According to an Occupational Safety and Health Review Commission Decision and Order in 2012, Keto was not responding to the operant conditioning signals given:

On December 24, 2009, exactly two months before Tilikum killed Dawn Brancheau, Loro Parque trainer [Alexis Martínez] was working with Keto, a killer whale owned by SeaWorld Parks & Entertainment. During a training session, Keto pulled [Martínez] under water and then rammed him in his chest. [Martínez] died of massive internal bleeding (Tr. 408). A SeaWorld employee described the event in an incident report. After Keto failed to perform a number of behaviors correctly, [Martínez] and Keto were floating on the surface of the pool:

Keto came up with [Martínez] and appeared calm but did appear to position himself between [Martínez] and the stage. [Martínez] waited for calmness from Keto and asked for a stage call (underwater tone). Keto responded and was received at stage by Brian. ... Brian instructed [Martínez] to swim out (toward the slideover). When [Martínez] commenced swimming (sculling) Keto began leaning toward him. Brian attempted another hand target but Keto left control and engaged [Martínez] by pushing him to the bottom with his rostrum. Brian observed the intensity of the situation and decided to initiate a hand slap. Keto did not respond. Brian tapped the bucket, then hand slapped again.

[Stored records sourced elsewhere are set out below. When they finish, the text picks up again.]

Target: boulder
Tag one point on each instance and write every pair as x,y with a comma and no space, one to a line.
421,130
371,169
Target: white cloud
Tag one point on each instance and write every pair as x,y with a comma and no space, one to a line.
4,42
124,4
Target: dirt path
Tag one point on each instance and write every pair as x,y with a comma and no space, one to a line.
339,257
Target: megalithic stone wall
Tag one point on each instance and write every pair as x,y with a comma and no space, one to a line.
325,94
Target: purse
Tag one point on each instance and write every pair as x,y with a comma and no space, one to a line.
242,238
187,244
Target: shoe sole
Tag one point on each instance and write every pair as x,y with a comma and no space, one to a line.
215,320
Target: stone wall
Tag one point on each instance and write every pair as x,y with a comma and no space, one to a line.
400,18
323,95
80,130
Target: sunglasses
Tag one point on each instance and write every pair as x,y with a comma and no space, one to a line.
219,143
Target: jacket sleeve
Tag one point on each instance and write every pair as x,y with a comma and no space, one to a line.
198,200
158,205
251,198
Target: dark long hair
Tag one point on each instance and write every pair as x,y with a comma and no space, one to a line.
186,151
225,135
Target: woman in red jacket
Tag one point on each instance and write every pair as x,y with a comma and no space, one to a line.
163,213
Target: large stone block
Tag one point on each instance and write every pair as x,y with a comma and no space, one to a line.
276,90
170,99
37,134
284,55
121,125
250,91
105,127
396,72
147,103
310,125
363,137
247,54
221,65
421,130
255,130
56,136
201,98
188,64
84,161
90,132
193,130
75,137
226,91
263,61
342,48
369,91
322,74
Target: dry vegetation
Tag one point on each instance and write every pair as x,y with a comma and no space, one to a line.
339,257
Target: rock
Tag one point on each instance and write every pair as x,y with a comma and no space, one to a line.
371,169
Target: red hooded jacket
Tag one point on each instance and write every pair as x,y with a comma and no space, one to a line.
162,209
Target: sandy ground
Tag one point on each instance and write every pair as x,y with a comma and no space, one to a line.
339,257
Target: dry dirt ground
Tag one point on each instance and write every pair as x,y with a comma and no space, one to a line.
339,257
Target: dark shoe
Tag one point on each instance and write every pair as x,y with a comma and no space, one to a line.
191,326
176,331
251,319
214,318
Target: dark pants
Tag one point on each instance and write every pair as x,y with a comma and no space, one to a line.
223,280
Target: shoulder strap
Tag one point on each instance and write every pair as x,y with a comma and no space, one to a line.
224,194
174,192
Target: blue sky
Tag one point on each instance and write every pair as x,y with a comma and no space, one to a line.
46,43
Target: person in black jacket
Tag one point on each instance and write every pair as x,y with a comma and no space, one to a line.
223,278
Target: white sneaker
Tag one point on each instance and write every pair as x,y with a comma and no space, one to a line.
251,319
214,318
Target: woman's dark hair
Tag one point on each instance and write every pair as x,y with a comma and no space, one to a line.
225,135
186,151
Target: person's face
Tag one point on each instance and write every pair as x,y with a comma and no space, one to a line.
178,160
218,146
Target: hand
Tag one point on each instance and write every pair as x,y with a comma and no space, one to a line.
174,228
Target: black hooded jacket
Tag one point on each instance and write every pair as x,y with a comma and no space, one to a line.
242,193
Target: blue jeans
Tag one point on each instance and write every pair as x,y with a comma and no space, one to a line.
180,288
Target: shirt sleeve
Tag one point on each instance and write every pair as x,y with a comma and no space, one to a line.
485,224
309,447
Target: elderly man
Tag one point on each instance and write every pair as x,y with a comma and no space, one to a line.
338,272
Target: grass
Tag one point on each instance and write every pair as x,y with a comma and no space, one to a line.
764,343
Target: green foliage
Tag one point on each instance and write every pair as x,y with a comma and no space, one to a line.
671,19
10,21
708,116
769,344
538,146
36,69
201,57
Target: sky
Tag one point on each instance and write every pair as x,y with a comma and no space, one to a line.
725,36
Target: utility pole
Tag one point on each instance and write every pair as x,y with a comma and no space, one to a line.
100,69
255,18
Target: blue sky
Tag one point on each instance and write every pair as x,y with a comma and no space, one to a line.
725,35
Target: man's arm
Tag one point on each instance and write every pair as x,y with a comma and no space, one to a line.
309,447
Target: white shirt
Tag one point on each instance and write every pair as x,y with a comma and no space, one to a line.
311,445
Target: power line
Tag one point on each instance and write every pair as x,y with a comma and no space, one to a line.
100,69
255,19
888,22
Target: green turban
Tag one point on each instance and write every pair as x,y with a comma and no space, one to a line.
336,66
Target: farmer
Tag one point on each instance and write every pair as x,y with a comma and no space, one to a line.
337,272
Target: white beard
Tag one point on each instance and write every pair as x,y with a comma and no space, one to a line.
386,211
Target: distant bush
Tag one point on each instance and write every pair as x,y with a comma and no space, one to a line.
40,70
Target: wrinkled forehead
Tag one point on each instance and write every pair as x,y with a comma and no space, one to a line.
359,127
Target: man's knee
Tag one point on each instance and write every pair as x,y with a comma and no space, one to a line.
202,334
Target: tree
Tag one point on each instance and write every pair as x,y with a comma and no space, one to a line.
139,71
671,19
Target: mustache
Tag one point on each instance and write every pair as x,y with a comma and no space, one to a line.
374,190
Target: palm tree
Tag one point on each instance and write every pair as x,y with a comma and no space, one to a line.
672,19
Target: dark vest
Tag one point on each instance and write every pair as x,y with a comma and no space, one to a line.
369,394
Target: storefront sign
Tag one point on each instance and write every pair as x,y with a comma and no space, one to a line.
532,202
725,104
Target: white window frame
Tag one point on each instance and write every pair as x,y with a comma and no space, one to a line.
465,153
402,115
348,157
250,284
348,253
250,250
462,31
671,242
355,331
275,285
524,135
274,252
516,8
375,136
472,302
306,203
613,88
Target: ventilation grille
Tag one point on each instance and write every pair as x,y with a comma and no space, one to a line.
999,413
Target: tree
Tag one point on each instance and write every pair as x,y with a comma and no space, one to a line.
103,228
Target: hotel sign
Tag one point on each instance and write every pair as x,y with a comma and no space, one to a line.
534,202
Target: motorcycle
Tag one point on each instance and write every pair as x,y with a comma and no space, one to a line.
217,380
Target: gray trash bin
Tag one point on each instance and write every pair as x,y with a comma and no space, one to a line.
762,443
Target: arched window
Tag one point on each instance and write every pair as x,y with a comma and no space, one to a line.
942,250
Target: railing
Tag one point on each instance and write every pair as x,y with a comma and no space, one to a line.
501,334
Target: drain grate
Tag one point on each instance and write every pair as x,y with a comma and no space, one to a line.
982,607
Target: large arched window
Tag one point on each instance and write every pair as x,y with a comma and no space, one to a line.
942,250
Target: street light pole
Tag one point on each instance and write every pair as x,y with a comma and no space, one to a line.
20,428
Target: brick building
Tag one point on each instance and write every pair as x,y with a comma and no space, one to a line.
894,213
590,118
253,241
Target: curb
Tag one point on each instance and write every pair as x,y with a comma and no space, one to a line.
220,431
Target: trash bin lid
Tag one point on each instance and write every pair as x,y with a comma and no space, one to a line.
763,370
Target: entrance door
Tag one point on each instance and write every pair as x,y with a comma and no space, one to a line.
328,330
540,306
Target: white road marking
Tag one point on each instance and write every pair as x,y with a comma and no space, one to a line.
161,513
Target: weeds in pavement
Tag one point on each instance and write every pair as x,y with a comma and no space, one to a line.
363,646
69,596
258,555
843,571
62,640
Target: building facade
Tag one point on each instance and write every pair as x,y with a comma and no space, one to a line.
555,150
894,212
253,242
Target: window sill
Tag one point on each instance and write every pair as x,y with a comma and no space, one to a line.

It appeared Keto responded, came to the surface for a breath. The alarm was sounded. Keto immediately after taking a breath returned to [Martínez] and then resurfaced near the stage with Alexis on his rostrum and his mouth closed. (Exh. C-6, p. 2725).

Keto released [Martínez], who sank to the bottom of the pool. Mr. Rokeach and the Loro Parque trainers were eventually able to get Keto to enter another pool, where Keto could be isolated while [Martínez]'s body was recovered. While the gate was closing Keto began to play with it, keeping it open. After trainers released a net into the pool, Keto allowed the gate to close. Mr. Rokeach entered the stage pool and retrieved [Martínez]'s body from the bottom.

SeaWorld Parks & Entertainment temporarily suspended waterwork in all of its parks immediately following [Martínez]'s death, then resumed waterwork shortly afterwards. Loro Parque ceased (apparently permanently) all waterwork with killer whales (Tr. 563-564).

During the local investigation into the death of Alexis Martinez it came to light that the park had mischaracterized a 2007 incident with Tekoa, another male orca, to the public by claiming it was an accident rather than an attack.

==Safety==
The Canary Islands Ministry of Labour and Immigration asserts that water work with orcas is an "inherently risky activity", the main risk being "precisely in the interaction with an animal that weighs more than three thousand kilos and is also in its natural environment (water)". It asserts that the only preventive action is a simple one: "prohibition of the activity."